Racism and religion, hatred and friendship, bullying and war, atomic bombs and the consequences of using them — heavy stuff to pack into a faith-based film aimed at children.
Faith moves the upbeat story of this 'Little Boy'
REVIEW: The ambitious "Little Boy" is a cluttered weeper whose lessons might have stuck had there been fewer of them.
By ROGER MOORE
"Little Boy" is loaded with weighty subjects and teachable moments, all doled out between generous helpings of tragedy and sentiment. It's ambitious, but a cluttered weeper whose lessons might have stuck, had there been fewer of them.
Pepper (Jakob Salvati) grows up during World War II, and has to send his best friend, his "partner," his dad (Michael Rapaport) into combat in the Pacific. The teen brother (David Henrie) who didn't qualify for service makes sure that Pepper, derisively nicknamed "Little Boy" by one and all, knows who to hate.
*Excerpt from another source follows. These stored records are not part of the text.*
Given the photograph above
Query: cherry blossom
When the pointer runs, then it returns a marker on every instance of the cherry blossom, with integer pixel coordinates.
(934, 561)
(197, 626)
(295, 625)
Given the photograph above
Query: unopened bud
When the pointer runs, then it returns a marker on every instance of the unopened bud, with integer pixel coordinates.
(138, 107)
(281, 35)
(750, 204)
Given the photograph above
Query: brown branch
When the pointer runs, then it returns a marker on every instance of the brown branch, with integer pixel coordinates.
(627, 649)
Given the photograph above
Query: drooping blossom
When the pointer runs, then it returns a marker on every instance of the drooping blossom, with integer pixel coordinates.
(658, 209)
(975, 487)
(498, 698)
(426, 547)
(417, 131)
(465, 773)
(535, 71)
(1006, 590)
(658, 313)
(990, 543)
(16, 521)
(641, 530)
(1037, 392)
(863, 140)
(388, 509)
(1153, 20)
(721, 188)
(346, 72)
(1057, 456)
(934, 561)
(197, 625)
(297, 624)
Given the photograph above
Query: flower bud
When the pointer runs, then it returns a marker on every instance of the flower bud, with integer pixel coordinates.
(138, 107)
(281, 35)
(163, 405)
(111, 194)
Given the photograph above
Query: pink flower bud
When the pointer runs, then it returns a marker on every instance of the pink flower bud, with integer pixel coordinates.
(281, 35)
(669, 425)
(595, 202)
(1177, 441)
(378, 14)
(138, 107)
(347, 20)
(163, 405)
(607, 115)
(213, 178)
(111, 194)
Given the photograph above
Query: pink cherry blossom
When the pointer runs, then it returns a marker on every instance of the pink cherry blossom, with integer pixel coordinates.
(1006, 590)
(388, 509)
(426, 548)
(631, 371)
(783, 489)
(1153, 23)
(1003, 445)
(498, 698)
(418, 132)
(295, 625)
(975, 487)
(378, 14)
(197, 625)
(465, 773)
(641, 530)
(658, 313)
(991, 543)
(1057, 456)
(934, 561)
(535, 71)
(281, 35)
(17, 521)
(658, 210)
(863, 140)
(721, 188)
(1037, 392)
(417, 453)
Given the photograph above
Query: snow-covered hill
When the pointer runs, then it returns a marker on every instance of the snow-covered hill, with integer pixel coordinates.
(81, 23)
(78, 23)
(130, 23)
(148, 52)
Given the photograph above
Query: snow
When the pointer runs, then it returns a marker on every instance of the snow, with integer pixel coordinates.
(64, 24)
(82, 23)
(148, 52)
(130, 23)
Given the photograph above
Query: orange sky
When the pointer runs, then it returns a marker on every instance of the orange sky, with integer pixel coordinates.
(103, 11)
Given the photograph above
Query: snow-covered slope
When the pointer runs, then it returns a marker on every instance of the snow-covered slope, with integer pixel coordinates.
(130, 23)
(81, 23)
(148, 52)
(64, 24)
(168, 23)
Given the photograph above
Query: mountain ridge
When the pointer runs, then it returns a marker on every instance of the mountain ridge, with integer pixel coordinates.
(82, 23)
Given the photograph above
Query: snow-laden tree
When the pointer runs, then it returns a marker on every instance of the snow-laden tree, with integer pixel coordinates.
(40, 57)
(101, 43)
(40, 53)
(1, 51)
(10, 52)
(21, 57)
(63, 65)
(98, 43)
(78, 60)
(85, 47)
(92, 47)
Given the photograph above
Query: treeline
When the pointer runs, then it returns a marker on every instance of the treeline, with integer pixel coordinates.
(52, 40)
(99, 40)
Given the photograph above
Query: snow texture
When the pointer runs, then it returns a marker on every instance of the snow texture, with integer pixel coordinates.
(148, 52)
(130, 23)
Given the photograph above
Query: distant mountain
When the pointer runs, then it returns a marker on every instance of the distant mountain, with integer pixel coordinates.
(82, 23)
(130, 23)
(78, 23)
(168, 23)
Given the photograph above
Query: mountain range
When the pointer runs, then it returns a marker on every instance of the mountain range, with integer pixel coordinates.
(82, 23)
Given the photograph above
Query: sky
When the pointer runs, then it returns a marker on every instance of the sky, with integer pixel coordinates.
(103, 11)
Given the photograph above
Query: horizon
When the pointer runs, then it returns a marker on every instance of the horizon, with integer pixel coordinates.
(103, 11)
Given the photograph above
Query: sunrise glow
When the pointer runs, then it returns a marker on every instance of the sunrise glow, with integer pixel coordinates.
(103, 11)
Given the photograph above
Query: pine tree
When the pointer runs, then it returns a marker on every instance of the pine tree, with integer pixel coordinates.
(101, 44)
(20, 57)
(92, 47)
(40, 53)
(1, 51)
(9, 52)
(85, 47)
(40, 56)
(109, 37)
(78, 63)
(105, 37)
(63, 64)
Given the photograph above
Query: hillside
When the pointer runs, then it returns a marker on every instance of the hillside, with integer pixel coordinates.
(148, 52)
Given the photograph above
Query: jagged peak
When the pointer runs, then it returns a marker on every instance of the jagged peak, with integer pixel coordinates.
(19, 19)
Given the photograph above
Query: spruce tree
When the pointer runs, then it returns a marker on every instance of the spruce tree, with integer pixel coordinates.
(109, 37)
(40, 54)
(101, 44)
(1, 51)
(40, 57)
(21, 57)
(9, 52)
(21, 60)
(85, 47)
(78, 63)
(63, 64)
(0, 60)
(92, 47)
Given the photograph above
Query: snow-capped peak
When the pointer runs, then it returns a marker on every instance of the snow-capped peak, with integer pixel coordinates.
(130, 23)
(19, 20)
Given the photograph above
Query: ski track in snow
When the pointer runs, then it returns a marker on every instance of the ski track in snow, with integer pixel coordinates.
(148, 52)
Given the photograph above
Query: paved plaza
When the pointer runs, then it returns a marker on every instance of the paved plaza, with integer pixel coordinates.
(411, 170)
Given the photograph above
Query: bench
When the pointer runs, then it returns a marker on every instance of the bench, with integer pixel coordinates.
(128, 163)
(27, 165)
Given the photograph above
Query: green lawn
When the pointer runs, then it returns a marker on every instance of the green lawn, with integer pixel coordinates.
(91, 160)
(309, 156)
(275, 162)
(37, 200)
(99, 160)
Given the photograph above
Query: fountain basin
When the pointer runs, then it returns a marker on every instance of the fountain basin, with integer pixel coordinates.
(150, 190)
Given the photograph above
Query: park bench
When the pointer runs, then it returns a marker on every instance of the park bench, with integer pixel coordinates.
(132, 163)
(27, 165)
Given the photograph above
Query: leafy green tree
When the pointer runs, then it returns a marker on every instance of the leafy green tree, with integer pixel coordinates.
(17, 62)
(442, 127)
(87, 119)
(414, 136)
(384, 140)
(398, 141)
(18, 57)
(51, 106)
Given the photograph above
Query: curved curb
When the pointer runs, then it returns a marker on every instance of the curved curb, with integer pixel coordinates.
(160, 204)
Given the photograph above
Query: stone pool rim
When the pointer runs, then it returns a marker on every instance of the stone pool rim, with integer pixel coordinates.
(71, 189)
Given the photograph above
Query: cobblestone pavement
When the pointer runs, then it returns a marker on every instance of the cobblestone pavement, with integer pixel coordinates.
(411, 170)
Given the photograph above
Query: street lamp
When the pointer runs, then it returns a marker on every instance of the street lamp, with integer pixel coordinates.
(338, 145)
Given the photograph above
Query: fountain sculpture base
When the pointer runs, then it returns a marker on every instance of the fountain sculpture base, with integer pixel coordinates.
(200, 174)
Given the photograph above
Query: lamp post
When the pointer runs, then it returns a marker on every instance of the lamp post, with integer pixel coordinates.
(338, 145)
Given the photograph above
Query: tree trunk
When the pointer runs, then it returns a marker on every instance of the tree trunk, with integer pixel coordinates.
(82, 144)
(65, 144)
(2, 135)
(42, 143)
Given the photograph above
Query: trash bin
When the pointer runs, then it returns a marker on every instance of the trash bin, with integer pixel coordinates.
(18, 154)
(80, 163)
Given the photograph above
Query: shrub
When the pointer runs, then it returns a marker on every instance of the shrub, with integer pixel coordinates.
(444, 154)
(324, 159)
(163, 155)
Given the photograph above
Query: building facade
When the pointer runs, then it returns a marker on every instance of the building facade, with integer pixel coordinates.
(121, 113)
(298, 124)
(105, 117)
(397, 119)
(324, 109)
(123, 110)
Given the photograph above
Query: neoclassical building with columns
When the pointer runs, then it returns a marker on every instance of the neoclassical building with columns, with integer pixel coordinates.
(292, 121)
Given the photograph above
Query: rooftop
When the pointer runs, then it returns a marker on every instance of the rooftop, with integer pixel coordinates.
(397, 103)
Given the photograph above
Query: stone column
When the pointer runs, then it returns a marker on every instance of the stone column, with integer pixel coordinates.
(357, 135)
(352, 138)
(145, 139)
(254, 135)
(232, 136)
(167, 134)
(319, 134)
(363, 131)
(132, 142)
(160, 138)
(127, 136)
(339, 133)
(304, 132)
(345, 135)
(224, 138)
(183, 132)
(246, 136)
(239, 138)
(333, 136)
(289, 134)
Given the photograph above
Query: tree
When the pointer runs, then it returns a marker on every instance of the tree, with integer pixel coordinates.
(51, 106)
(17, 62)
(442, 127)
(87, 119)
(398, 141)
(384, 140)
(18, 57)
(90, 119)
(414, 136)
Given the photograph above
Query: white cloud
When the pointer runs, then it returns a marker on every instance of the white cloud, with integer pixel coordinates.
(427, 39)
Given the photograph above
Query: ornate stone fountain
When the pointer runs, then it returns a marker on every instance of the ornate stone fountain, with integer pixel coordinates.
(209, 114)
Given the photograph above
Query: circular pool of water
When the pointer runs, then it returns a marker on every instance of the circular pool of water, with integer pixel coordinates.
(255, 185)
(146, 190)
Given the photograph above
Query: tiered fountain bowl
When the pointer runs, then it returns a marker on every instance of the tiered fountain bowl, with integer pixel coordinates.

Their nickname starts with a "J" and ends with an "ap."
Little Boy finds his racism lessons interrupted when a kindly priest (the superb Tom Wilkinson) forces him to befriend the other most bullied person in their coastal California town — Hashimoto (Cary-Hiroyuki Tagawa), an older man just released from an internment camp.
The kid, just 8 years old when the movie starts, is a huge fan of a comic-book and movie-serial magician (Ben Chaplin, cute), whose personal appearance at the local theater convinces Pepper and a lot of his peers that Little Boy has magical powers. In a child's mind, faith and magic are given equal billing. Catholic teachings that "a mustard seed" of faith "can move mountains" lead to the confusion. But the priest guides Pepper's Christian education, even if he's not sure that Pepper moved a mountain, that it might have just been an earthquake. And no, Pepper can't end the war and save his father just by pointing his hands at the sun setting over Japan.
"Your faith won't work if you have even the slightest bit of hatred in you," he counsels, and the kid listens.
Writer/director Alejandro Monteverde, who made the 2006 anti-abortion drama "Bella," will give you whiplash with his abrupt changes in tone. Newsreels and animation mimic the racist propaganda of the day, while the teen brother, egged on by the grieving father of a combat casualty, takes up drinking and hate crimes. Mom (Emily Watson) weeps for her missing-in-action husband and is hounded by the opportunistic doctor (Kevin James) who thinks she's a widow. The cute kid dreams of saving the day, and has nightmares about what another "Little Boy" did to Hiroshima.
"Little Boy" is all over the place and unsure of its audience. The "Touched by an Angel/Son of God" team of Roma Downey Jr. and Mark Burnett produced this melodrama and got it into theaters. The "magic" of religion is challenged by the faithless, and the idea of literal miracles is pointedly dismissed.
But where would this "Little Boy" be without faith, without believing in something greater than all the woes that face his world? That lesson, and the kindly and sympathetic presence of Wilkinson, makes this scattered but upbeat serving of schmaltz more palatable than the angrier "God's Not Dead" fare making it into theaters.